Тяжелая, жуткая ненависть сдавила горло Дарьи Семеновны. Ненависть, что в молодости била ее, словно тропическая лихорадка. Приглушенная каждодневной суетой, заботой о том, как и чем накормить большую семью, бесконечными хлопотами о детях и внуках, болезнями, усталостью, ненависть молодости снова вспыхнула в ней с прежней силой. В первый же год замужества упала с ее глаз пелена; она не знала не только настоящего, но даже выдуманного счастья. Евгений Евгеньевич оказался не тем человеком, за которого себя выдавал. Кичливый и трусоватый позер, столкнувшись с первыми же реальными трудностями, почувствовав всю суровость и ответственность революционной борьбы, он отошел от нее, прикрываясь громкими фразами о том, что он, отец детей, не может рисковать своей жизнью, потому что эта самая жизнь принадлежит теперь не ему, а его детям. В первый же год замужества у нее родились близнецы — двое сыновей, а еще через полтора года — дочь.
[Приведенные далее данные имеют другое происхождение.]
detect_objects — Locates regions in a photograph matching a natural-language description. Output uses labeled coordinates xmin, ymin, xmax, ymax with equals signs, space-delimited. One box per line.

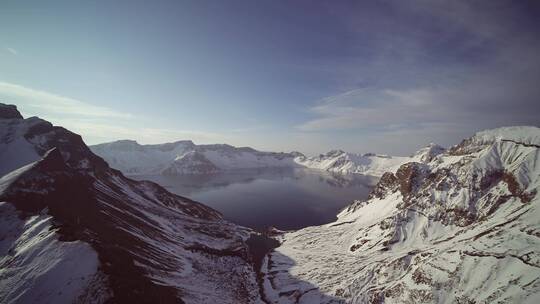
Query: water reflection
xmin=132 ymin=169 xmax=377 ymax=230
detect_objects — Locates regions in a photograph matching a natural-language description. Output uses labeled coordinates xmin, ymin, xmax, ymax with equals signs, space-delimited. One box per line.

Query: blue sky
xmin=0 ymin=0 xmax=540 ymax=155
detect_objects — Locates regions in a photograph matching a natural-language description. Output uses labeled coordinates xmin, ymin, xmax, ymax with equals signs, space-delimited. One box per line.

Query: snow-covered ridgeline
xmin=90 ymin=140 xmax=304 ymax=175
xmin=90 ymin=140 xmax=444 ymax=176
xmin=0 ymin=104 xmax=260 ymax=303
xmin=0 ymin=202 xmax=110 ymax=304
xmin=263 ymin=127 xmax=540 ymax=303
xmin=295 ymin=144 xmax=444 ymax=176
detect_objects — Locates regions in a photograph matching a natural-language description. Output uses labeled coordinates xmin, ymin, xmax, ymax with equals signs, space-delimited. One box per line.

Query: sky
xmin=0 ymin=0 xmax=540 ymax=155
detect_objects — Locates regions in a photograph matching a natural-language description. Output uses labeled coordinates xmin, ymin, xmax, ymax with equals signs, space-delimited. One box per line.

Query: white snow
xmin=0 ymin=119 xmax=40 ymax=177
xmin=263 ymin=128 xmax=540 ymax=303
xmin=90 ymin=140 xmax=297 ymax=174
xmin=0 ymin=202 xmax=107 ymax=304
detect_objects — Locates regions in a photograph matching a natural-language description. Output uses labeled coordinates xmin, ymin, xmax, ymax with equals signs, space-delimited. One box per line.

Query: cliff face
xmin=0 ymin=104 xmax=259 ymax=303
xmin=265 ymin=127 xmax=540 ymax=303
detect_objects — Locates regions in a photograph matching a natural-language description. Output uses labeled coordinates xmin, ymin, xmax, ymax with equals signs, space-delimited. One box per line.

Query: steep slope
xmin=295 ymin=144 xmax=444 ymax=176
xmin=90 ymin=140 xmax=444 ymax=176
xmin=90 ymin=140 xmax=297 ymax=175
xmin=263 ymin=127 xmax=540 ymax=303
xmin=0 ymin=104 xmax=259 ymax=303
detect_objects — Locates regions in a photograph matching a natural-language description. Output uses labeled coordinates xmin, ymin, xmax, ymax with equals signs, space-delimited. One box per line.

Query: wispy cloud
xmin=0 ymin=82 xmax=133 ymax=119
xmin=6 ymin=47 xmax=19 ymax=56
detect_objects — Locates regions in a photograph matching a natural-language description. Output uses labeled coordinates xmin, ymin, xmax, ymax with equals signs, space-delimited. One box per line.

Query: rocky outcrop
xmin=0 ymin=103 xmax=23 ymax=119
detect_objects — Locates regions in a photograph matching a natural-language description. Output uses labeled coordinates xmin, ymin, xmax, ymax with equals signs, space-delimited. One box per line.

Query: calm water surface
xmin=131 ymin=169 xmax=377 ymax=230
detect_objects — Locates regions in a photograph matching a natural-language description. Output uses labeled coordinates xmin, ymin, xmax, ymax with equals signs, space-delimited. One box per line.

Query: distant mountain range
xmin=0 ymin=104 xmax=540 ymax=304
xmin=90 ymin=140 xmax=444 ymax=176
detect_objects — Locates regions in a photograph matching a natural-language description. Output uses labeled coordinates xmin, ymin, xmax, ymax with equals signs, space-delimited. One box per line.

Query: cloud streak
xmin=6 ymin=47 xmax=19 ymax=56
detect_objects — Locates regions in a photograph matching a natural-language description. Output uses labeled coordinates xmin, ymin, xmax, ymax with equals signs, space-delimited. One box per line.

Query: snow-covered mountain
xmin=90 ymin=140 xmax=298 ymax=175
xmin=263 ymin=127 xmax=540 ymax=303
xmin=295 ymin=144 xmax=444 ymax=176
xmin=0 ymin=104 xmax=266 ymax=303
xmin=90 ymin=140 xmax=444 ymax=176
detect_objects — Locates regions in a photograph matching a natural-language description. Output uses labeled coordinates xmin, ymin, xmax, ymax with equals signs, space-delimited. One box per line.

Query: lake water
xmin=131 ymin=169 xmax=377 ymax=230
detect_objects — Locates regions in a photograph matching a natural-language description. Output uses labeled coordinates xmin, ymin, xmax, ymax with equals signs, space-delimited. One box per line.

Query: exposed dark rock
xmin=0 ymin=103 xmax=23 ymax=119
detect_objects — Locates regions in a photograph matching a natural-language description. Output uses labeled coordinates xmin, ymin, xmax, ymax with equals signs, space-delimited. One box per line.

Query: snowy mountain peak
xmin=265 ymin=127 xmax=540 ymax=303
xmin=470 ymin=126 xmax=540 ymax=146
xmin=0 ymin=103 xmax=23 ymax=119
xmin=0 ymin=103 xmax=266 ymax=303
xmin=90 ymin=140 xmax=298 ymax=175
xmin=411 ymin=143 xmax=446 ymax=162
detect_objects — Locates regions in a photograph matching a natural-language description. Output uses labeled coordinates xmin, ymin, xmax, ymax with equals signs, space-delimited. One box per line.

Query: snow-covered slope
xmin=263 ymin=127 xmax=540 ymax=303
xmin=90 ymin=140 xmax=444 ymax=176
xmin=295 ymin=144 xmax=444 ymax=176
xmin=90 ymin=140 xmax=298 ymax=175
xmin=0 ymin=103 xmax=266 ymax=303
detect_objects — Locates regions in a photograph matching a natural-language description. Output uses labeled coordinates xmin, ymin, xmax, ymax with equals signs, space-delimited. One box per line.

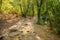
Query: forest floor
xmin=0 ymin=14 xmax=60 ymax=40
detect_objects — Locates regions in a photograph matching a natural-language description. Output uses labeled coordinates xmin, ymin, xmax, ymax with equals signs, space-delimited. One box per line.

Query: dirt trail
xmin=0 ymin=18 xmax=60 ymax=40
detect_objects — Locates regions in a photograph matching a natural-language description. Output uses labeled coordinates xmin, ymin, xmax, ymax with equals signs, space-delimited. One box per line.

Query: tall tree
xmin=0 ymin=0 xmax=2 ymax=13
xmin=36 ymin=0 xmax=43 ymax=24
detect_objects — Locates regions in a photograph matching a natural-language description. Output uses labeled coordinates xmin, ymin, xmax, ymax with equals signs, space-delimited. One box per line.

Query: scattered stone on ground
xmin=0 ymin=18 xmax=60 ymax=40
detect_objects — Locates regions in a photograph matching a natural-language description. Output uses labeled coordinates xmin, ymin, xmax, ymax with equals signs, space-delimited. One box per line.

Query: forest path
xmin=0 ymin=18 xmax=60 ymax=40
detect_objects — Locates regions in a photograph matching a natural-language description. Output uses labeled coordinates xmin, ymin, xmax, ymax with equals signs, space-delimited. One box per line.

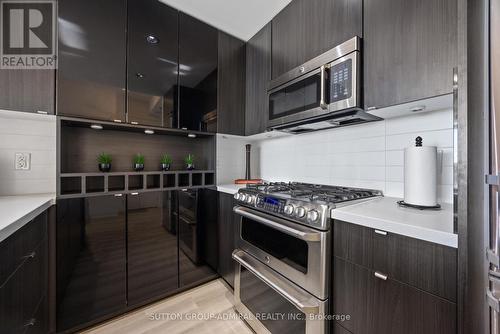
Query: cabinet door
xmin=218 ymin=193 xmax=238 ymax=287
xmin=272 ymin=0 xmax=362 ymax=78
xmin=127 ymin=191 xmax=178 ymax=305
xmin=177 ymin=189 xmax=218 ymax=287
xmin=217 ymin=31 xmax=246 ymax=136
xmin=363 ymin=0 xmax=457 ymax=108
xmin=57 ymin=0 xmax=127 ymax=122
xmin=127 ymin=0 xmax=179 ymax=128
xmin=179 ymin=13 xmax=219 ymax=132
xmin=245 ymin=23 xmax=271 ymax=136
xmin=57 ymin=196 xmax=127 ymax=332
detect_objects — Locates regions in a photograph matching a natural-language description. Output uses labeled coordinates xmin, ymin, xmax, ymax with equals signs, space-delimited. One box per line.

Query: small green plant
xmin=184 ymin=154 xmax=194 ymax=165
xmin=160 ymin=153 xmax=173 ymax=165
xmin=134 ymin=153 xmax=144 ymax=165
xmin=97 ymin=153 xmax=113 ymax=165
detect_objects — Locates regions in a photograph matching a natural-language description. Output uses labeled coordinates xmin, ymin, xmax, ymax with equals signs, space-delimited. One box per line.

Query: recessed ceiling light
xmin=410 ymin=106 xmax=425 ymax=112
xmin=146 ymin=35 xmax=160 ymax=44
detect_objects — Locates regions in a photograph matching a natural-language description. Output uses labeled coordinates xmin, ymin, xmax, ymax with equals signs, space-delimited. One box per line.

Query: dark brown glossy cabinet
xmin=332 ymin=221 xmax=457 ymax=334
xmin=178 ymin=13 xmax=219 ymax=132
xmin=363 ymin=0 xmax=457 ymax=108
xmin=272 ymin=0 xmax=363 ymax=78
xmin=127 ymin=0 xmax=179 ymax=128
xmin=245 ymin=23 xmax=272 ymax=136
xmin=56 ymin=195 xmax=127 ymax=331
xmin=218 ymin=192 xmax=239 ymax=288
xmin=217 ymin=31 xmax=246 ymax=136
xmin=57 ymin=0 xmax=127 ymax=122
xmin=0 ymin=212 xmax=49 ymax=334
xmin=0 ymin=69 xmax=56 ymax=114
xmin=127 ymin=191 xmax=178 ymax=306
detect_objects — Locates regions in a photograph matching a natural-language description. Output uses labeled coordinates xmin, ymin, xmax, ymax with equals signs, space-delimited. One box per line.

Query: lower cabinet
xmin=0 ymin=212 xmax=49 ymax=334
xmin=57 ymin=189 xmax=218 ymax=332
xmin=332 ymin=221 xmax=457 ymax=334
xmin=56 ymin=195 xmax=127 ymax=332
xmin=218 ymin=192 xmax=238 ymax=288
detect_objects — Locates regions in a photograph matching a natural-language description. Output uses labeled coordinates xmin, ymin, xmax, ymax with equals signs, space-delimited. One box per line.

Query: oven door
xmin=234 ymin=206 xmax=330 ymax=300
xmin=233 ymin=249 xmax=328 ymax=334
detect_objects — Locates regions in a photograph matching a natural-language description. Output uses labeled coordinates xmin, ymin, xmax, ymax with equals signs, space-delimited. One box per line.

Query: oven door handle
xmin=232 ymin=249 xmax=321 ymax=314
xmin=233 ymin=206 xmax=321 ymax=242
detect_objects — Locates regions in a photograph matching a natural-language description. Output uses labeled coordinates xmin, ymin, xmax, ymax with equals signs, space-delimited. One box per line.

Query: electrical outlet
xmin=15 ymin=153 xmax=31 ymax=170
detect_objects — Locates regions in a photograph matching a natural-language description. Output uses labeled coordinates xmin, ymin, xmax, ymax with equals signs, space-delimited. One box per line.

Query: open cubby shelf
xmin=58 ymin=170 xmax=215 ymax=198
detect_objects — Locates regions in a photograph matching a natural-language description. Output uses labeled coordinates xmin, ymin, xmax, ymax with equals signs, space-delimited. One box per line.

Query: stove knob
xmin=295 ymin=206 xmax=306 ymax=218
xmin=283 ymin=204 xmax=294 ymax=216
xmin=307 ymin=210 xmax=319 ymax=223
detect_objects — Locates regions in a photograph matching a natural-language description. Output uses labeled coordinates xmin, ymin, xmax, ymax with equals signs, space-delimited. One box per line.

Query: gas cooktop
xmin=234 ymin=182 xmax=383 ymax=229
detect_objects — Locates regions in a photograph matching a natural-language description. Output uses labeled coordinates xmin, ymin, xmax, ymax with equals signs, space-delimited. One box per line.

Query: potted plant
xmin=160 ymin=153 xmax=172 ymax=171
xmin=97 ymin=153 xmax=113 ymax=173
xmin=134 ymin=153 xmax=144 ymax=172
xmin=184 ymin=154 xmax=194 ymax=170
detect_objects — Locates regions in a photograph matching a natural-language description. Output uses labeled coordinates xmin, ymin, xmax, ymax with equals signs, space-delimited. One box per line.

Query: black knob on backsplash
xmin=415 ymin=136 xmax=423 ymax=147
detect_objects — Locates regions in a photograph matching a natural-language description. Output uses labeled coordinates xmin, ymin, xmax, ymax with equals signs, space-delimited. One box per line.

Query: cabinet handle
xmin=23 ymin=252 xmax=36 ymax=259
xmin=319 ymin=65 xmax=328 ymax=109
xmin=24 ymin=318 xmax=36 ymax=327
xmin=374 ymin=271 xmax=387 ymax=281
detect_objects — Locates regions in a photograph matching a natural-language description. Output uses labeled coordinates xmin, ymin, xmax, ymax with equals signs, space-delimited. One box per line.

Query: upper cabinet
xmin=272 ymin=0 xmax=362 ymax=79
xmin=245 ymin=23 xmax=272 ymax=136
xmin=178 ymin=13 xmax=219 ymax=132
xmin=363 ymin=0 xmax=457 ymax=109
xmin=127 ymin=0 xmax=179 ymax=128
xmin=217 ymin=31 xmax=246 ymax=135
xmin=57 ymin=0 xmax=127 ymax=122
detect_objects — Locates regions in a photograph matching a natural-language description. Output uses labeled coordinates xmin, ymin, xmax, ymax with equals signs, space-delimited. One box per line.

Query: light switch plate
xmin=15 ymin=153 xmax=31 ymax=170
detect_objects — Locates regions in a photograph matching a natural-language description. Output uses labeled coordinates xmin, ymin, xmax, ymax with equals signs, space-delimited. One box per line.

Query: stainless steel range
xmin=233 ymin=183 xmax=382 ymax=334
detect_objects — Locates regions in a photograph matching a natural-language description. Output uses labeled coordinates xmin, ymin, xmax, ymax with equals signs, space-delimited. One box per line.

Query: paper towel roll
xmin=404 ymin=146 xmax=438 ymax=206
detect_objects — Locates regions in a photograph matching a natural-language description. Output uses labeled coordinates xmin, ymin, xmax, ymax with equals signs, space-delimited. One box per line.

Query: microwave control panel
xmin=330 ymin=59 xmax=352 ymax=103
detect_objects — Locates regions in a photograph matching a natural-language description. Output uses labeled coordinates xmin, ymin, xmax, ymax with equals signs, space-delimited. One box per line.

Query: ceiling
xmin=160 ymin=0 xmax=292 ymax=41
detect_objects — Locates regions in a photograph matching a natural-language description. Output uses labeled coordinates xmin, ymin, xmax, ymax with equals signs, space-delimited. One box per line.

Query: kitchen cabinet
xmin=127 ymin=0 xmax=179 ymax=128
xmin=245 ymin=23 xmax=272 ymax=136
xmin=272 ymin=0 xmax=363 ymax=79
xmin=332 ymin=221 xmax=457 ymax=334
xmin=177 ymin=189 xmax=219 ymax=288
xmin=57 ymin=0 xmax=127 ymax=122
xmin=363 ymin=0 xmax=457 ymax=109
xmin=0 ymin=69 xmax=56 ymax=115
xmin=178 ymin=13 xmax=219 ymax=132
xmin=127 ymin=191 xmax=178 ymax=306
xmin=56 ymin=195 xmax=127 ymax=332
xmin=0 ymin=212 xmax=49 ymax=334
xmin=218 ymin=192 xmax=239 ymax=288
xmin=217 ymin=31 xmax=246 ymax=136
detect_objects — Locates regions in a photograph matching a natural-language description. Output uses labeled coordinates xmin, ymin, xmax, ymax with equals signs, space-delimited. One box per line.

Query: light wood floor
xmin=82 ymin=279 xmax=253 ymax=334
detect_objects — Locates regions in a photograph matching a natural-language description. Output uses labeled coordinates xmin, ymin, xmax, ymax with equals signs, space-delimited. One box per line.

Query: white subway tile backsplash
xmin=217 ymin=110 xmax=453 ymax=202
xmin=0 ymin=110 xmax=57 ymax=195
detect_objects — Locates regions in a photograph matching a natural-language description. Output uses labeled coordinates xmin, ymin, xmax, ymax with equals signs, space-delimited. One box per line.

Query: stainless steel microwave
xmin=268 ymin=36 xmax=379 ymax=132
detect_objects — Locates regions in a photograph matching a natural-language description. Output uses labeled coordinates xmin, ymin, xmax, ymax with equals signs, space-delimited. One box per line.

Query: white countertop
xmin=217 ymin=183 xmax=246 ymax=195
xmin=0 ymin=194 xmax=55 ymax=242
xmin=332 ymin=197 xmax=458 ymax=248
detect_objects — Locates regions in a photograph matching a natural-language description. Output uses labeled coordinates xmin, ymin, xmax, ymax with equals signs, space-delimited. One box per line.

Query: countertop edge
xmin=0 ymin=198 xmax=56 ymax=242
xmin=332 ymin=210 xmax=458 ymax=248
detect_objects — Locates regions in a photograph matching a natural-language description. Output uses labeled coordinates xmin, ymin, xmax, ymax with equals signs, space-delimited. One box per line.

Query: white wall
xmin=217 ymin=110 xmax=453 ymax=202
xmin=0 ymin=110 xmax=56 ymax=195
В это время умерла первая жена Евгения Евгеньевича, и Дарочка заставила его поехать в детдом и забрать троих его детей. Так шестерых и воспитывала, стараясь всех любить равно. Шестерых боялась осиротить... Всю жизнь только и делала, что ограждала их от отца. Дети — это было ее государство, смысл жизни. И все шестеро выросли хорошими, добрыми, стоящими людьми. Все шестеро, и свои и «чужие», пошли характером, как говорил Евгений Евгеньевич, «в мамочку». Когда они были маленькие, он их тиранил по пустякам, а когда выросли, стал заискивать перед ними. Все дети его не любили, но никто из них открыто не высказывал своей неприязни. Одна лишь Катенька, внучка, не скрывала от деда своего презрения, хотя он лебезил перед нею больше, чем перед всеми другими, заискивал и всячески угождал ей. Катенька была, пожалуй, единственным человеком во всей жизни Евгения Евгеньевича, которого он любил искренне, любил умильно; и угождать ей, и унижаться перед ней ему доставляло высшее наслаждение.